Deixe o orgulho de lado, e não deixe as pessoas interferirem nos seus relacionamentos com aqueles que você ama. Isso poderá te custar onze anos da sua vida. Onze anos que você jamais poderá recuperar. Serão onze Natais perdidos, onze anos de abraços perdidos, onze anos sem lembranças… Anos pelos quais você lamentará o resto de sua vida! Tudo por orgulho! Não apenas seu, é verdade! Mas você pode fazer algo a respeito, então faça!

Ah! Aprenda a controlar a sua voz! No futuro, isso trará sérios problemas para você. O mundo não quer saber das suas desculpas e não se importa se você está ou não chateada – o importante é aquilo que parece e pronto! Se prepare, o mercado de trabalho é um mundo cão, meu bem! Você vai odiar tudo isso, mas é preciso se acostumar e tentar se adaptar, ou jamais conseguiremos renda suficiente para adotar a nossa Maria Luiza.

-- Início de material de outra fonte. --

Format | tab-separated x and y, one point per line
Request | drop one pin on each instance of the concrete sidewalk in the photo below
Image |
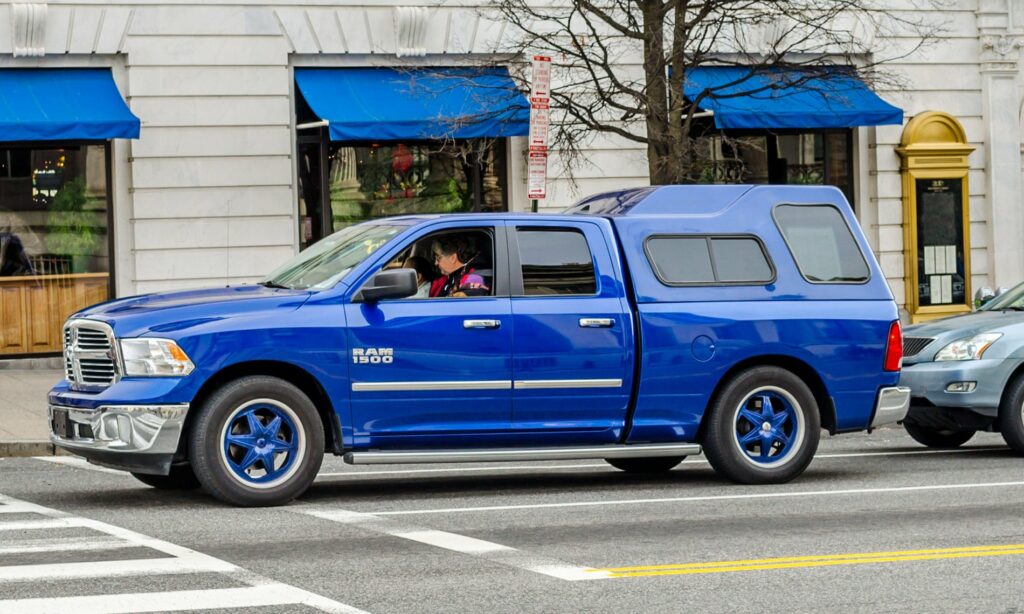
24	431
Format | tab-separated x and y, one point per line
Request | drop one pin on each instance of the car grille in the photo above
90	356
913	345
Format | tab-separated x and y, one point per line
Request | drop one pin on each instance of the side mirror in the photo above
391	283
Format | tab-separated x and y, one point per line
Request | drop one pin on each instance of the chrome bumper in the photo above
892	405
138	438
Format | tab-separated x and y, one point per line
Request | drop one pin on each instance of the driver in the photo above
454	256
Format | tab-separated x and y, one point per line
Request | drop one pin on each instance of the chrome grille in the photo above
90	354
913	345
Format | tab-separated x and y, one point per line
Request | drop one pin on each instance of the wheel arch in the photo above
1014	376
287	371
826	408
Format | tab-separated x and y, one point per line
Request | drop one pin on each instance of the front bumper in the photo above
892	405
930	380
136	438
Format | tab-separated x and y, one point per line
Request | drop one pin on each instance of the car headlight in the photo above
968	349
155	358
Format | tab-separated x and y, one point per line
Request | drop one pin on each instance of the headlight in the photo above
968	349
155	358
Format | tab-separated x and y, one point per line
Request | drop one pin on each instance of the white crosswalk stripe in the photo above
171	559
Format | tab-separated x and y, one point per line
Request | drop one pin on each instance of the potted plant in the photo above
72	229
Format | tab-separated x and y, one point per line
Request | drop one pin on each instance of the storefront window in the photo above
941	271
54	244
365	181
798	159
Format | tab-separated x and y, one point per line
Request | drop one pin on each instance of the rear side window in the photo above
555	262
821	244
709	260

Uma coisa nunca vai mudar: você vai continuar com esse coração enorme! Tanto que, hoje, temos muitos sobrinhos e adotamos os filhos de todas as amigas – inclusive, hoje nasceu mais um, o Frederico. Amamos crianças e elas nos amam, mas, geralmente só quando são muito pequenas. Por algum motivo, quando elas tomam consciência, começam a não gostar tanto de nós. Sinto muito por isso! Talvez o problema seja eu!

Karina, como costumo dizer, talvez a vida não tenha saído, exatamente como você planeja, mas fica tranquila! Você tem os melhores pais dos mundo! Não esqueça disso! Os amigos que você irá fazer no ensino médio, você levará para a vida toda, acredite (nos encontramos até hoje, e uma delas, você conhecerá em dois anos). Você escolherá uma profissão que jamais irá exercer da forma correta, mas pela qual nunca deixará de ter um certa paixão no coração.

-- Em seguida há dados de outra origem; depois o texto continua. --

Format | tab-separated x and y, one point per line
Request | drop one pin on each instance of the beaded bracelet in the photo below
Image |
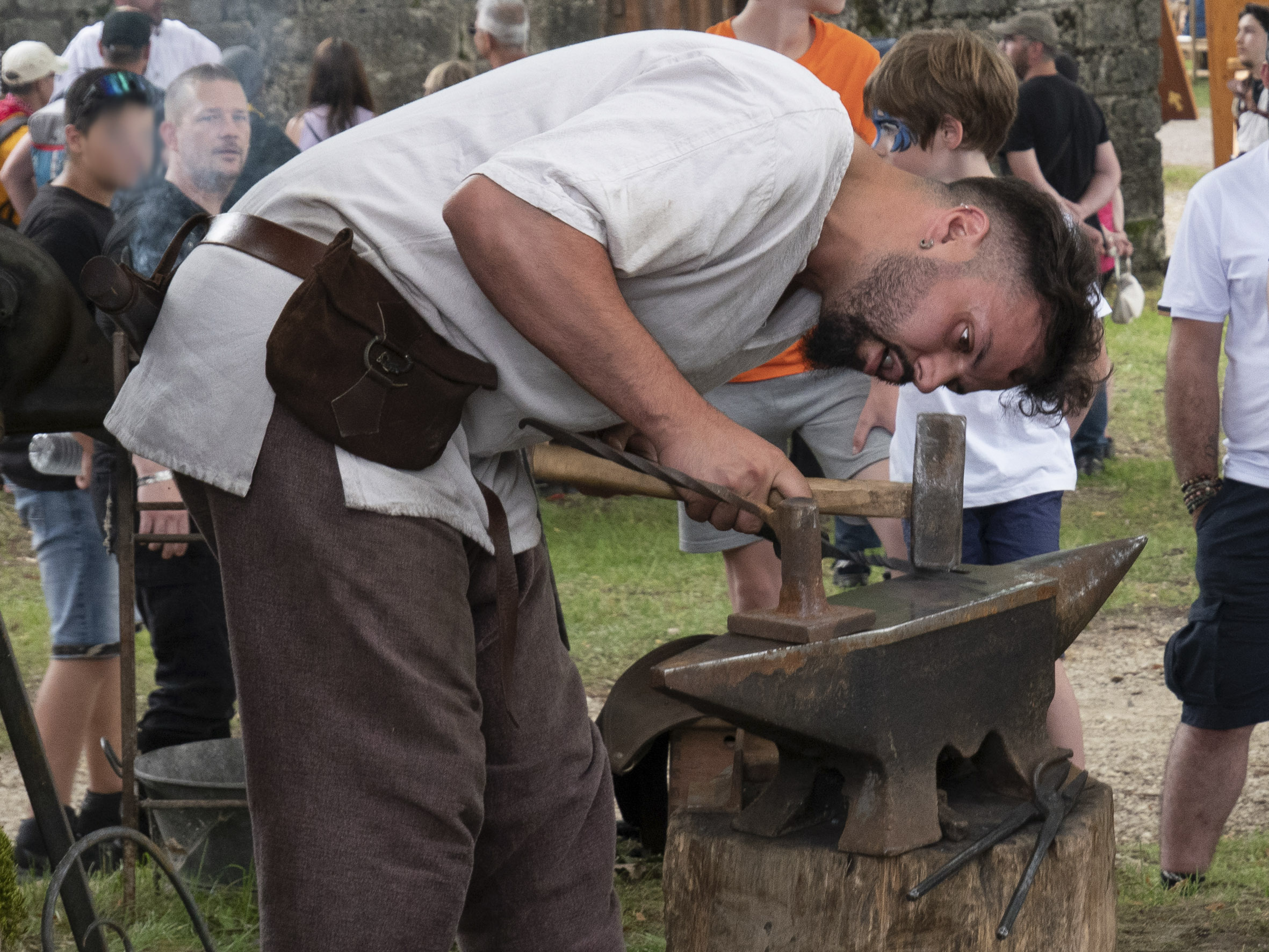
1200	492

Os próximos anos não serão fáceis. Mas você conseguirá superar cada um deles e aprenderá algo novo em cada um. Se posso te dar umas dicas importantes são: não misture bebidas (a ressaca é terrível); diga ao William que você o ama (mesmo sabendo que vai embora – acredite, ele foi o seu amor mais bonito!); faça outra faculdade antes dos 30 (exceto moda, por favor! Este não é o seu mundo!); não peça demissão do seu emprego (aquele primeiro! Você vai se arrepender!).

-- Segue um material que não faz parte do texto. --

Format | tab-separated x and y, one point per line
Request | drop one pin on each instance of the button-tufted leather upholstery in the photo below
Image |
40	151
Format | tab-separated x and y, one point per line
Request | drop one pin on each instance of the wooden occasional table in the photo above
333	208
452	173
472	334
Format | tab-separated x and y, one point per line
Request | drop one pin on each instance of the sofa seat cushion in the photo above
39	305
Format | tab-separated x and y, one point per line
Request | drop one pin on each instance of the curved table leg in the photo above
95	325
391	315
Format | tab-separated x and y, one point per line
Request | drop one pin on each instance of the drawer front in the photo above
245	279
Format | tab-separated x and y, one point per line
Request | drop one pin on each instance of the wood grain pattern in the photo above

E por fim, meu bem, tente sorrir mais. Você tem um sorriso lindo, mas só o começa a usá-lo após alguns anos. E antes que eu me esqueça… O seu cabelo é lindo, viu? Não leve a sério os comentários do Davi, ele não sabe o que está falando e nem vai lembrar disso em alguns anos.”


Karina Mendonça é jornalista e escreve desde os 17 anos, pois acredita que as palavras podem fazer coisas maravilhosas, desde mudar o mundo, até fazer alguém sorrir. Ou chorar.